A polícia israelense começou nesta quarta-feira (01/02) a evacuar casas na colônia israelense de Amona, na Cisjordânia ocupada, após o governo anunciar a construção de 3 mil novas casas em seus assentamentos na região. Esse é o terceiro anúncio do tipo em menos de duas semanas. 

Desde a posse do presidente americano, Donald Trump, em 20 de janeiro, Israel aprovou a construção de mais de 500 casas em Jerusalém Oriental e outras 2.500 na Cisjordânia ocupada. Muitas construções tinham sido paralisadas por pressão do governo de Barack Obama.

"Construímos e continuaremos construindo", prometeu o primeiro-ministro israelense, Benjamin Netanyahu. Segundo ele, a presidência de Trump é uma "oportunidade formidável" depois das "enormes pressões" impostas pelo governo Obama.

Em comunicado, o Ministério da Defesa de Israel informou que essa é uma "resposta pertinente às necessidades cotidianas da população". "Entramos em um período de retorno à normalidade [na Cisjordânia]", diz a nota.
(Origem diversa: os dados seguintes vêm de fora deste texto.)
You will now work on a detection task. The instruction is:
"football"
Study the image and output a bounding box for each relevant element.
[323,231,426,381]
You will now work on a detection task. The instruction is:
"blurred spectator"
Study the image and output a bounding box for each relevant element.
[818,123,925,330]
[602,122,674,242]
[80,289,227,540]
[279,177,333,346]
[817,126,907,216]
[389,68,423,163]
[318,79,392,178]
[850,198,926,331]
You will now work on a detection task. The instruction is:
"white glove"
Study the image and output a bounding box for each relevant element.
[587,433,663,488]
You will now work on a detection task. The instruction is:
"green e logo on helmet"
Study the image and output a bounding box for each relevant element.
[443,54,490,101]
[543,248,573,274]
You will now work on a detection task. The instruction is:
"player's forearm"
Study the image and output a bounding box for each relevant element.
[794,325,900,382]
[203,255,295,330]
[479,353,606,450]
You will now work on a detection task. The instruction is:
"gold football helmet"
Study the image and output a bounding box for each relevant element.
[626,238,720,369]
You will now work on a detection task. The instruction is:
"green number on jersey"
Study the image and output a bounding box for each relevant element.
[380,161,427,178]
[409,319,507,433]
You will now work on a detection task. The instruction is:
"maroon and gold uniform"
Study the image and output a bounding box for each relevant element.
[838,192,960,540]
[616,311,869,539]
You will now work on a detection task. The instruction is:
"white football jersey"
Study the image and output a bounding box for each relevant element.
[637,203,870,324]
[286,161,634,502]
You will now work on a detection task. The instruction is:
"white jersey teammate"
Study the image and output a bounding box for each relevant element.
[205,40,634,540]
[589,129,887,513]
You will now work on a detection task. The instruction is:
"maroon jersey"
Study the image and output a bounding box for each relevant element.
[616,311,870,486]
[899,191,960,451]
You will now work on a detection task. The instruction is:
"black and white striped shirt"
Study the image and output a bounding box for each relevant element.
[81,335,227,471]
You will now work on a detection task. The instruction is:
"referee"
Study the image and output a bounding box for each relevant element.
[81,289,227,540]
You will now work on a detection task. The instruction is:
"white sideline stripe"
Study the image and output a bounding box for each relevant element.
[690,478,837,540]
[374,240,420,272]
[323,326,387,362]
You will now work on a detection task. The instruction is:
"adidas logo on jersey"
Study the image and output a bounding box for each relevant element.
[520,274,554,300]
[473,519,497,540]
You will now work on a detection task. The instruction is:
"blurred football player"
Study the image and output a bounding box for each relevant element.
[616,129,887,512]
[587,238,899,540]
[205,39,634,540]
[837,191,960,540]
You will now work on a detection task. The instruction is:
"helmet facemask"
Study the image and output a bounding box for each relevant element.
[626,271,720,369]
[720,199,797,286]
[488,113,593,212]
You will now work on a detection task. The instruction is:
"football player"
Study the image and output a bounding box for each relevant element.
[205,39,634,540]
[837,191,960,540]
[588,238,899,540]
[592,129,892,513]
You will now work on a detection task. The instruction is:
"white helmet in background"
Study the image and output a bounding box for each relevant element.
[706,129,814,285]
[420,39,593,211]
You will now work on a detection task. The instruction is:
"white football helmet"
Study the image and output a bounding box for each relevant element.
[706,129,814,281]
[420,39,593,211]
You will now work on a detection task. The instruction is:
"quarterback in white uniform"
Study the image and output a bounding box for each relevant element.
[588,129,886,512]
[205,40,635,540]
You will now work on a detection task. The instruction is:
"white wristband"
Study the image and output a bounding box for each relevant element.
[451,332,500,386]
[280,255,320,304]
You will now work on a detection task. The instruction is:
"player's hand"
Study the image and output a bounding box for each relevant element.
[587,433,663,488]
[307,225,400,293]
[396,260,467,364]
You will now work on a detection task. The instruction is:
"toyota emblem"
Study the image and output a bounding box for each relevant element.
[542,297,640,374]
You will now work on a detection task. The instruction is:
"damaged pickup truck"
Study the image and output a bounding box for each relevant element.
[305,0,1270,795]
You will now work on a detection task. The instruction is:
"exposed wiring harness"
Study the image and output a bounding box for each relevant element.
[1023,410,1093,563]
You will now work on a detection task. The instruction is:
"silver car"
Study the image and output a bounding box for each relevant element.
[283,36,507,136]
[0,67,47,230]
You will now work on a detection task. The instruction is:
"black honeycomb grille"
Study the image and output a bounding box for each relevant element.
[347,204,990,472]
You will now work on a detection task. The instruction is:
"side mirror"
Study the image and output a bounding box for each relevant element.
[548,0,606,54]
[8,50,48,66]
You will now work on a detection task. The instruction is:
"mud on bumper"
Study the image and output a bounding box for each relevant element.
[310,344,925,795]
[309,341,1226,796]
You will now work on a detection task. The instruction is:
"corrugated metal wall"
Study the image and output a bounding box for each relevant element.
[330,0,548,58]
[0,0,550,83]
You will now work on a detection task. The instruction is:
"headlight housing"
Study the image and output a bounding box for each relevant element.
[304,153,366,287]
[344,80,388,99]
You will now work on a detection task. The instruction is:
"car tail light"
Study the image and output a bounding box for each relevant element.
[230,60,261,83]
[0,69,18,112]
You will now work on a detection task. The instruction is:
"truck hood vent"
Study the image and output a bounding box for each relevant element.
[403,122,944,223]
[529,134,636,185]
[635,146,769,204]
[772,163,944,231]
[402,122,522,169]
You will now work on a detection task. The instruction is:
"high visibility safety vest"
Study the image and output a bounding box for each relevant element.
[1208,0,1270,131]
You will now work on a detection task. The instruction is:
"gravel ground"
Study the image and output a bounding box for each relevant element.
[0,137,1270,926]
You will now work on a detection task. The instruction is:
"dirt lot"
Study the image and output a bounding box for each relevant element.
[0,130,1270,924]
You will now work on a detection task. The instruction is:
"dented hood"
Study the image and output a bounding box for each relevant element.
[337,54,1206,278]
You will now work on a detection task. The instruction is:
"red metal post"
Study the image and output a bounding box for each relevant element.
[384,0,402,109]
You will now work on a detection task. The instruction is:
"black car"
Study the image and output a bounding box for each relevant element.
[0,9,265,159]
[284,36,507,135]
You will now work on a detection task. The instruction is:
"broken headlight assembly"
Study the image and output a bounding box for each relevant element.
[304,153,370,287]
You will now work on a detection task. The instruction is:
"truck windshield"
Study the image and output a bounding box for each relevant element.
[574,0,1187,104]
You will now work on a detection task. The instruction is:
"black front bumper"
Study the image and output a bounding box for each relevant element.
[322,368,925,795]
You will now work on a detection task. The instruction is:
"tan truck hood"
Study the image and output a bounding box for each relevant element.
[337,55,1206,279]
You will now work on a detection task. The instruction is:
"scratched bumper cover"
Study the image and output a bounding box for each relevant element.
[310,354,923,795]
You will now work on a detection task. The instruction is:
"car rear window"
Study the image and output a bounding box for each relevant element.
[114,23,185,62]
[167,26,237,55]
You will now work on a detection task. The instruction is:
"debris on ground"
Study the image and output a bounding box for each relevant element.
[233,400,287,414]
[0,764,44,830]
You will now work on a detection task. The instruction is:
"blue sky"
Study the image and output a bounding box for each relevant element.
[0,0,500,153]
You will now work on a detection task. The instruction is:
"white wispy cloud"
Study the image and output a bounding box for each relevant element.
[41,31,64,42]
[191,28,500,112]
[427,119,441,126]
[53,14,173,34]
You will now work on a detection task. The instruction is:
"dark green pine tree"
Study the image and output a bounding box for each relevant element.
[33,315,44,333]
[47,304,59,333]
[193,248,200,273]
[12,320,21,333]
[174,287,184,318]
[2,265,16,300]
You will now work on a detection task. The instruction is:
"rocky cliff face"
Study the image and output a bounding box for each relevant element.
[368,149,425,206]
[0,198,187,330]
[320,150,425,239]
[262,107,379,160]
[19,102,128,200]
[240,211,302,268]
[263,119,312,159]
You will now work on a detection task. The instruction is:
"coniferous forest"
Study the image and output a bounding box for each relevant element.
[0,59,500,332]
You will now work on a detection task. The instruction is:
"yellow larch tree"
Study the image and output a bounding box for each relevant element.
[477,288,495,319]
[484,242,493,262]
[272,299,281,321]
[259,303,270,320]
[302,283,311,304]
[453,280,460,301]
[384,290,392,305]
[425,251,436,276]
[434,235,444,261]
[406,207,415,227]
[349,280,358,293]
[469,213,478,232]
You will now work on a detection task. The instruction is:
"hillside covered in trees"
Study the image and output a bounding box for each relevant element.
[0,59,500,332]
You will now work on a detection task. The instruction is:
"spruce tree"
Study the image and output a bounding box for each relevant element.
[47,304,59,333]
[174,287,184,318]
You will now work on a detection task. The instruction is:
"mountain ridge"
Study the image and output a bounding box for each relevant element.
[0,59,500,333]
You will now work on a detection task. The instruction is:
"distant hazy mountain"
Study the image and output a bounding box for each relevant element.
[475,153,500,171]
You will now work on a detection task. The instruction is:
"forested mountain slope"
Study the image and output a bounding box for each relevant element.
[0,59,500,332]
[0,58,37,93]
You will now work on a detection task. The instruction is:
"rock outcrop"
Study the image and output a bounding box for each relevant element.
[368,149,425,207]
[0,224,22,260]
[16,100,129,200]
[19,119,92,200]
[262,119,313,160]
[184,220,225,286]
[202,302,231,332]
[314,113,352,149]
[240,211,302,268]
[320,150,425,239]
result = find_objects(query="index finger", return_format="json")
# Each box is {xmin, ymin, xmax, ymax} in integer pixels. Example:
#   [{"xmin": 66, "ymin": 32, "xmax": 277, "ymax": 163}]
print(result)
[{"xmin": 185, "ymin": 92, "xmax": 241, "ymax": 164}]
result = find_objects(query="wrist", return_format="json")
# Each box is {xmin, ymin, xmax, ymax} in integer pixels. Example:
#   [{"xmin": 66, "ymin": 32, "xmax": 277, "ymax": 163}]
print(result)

Infografik Karte Siedlungen im Westjordanland portugiesisch

Ocupação

Cerca de 350 mil israelenses vivem na Cisjordânia, e outros 200 mil em Jerusalém Oriental, cujo controle foi assumido por Israel após a Guerra dos Seis Dias, em 1967.

O avanço israelense na Cisjordânia ameaça uma coexistência pacífica entre israelenses e palestinos, solução defendida pela comunidade internacional para dar fim ao conflito.

Em dezembro, o Conselho de Segurança da ONU exigiu que Israel parasse de construir novas colônias em territórios palestinos ocupados, incluindo Jerusalém Oriental. O argumento é de que os assentamentos "colocam em risco a viabilidade da solução de dois Estados".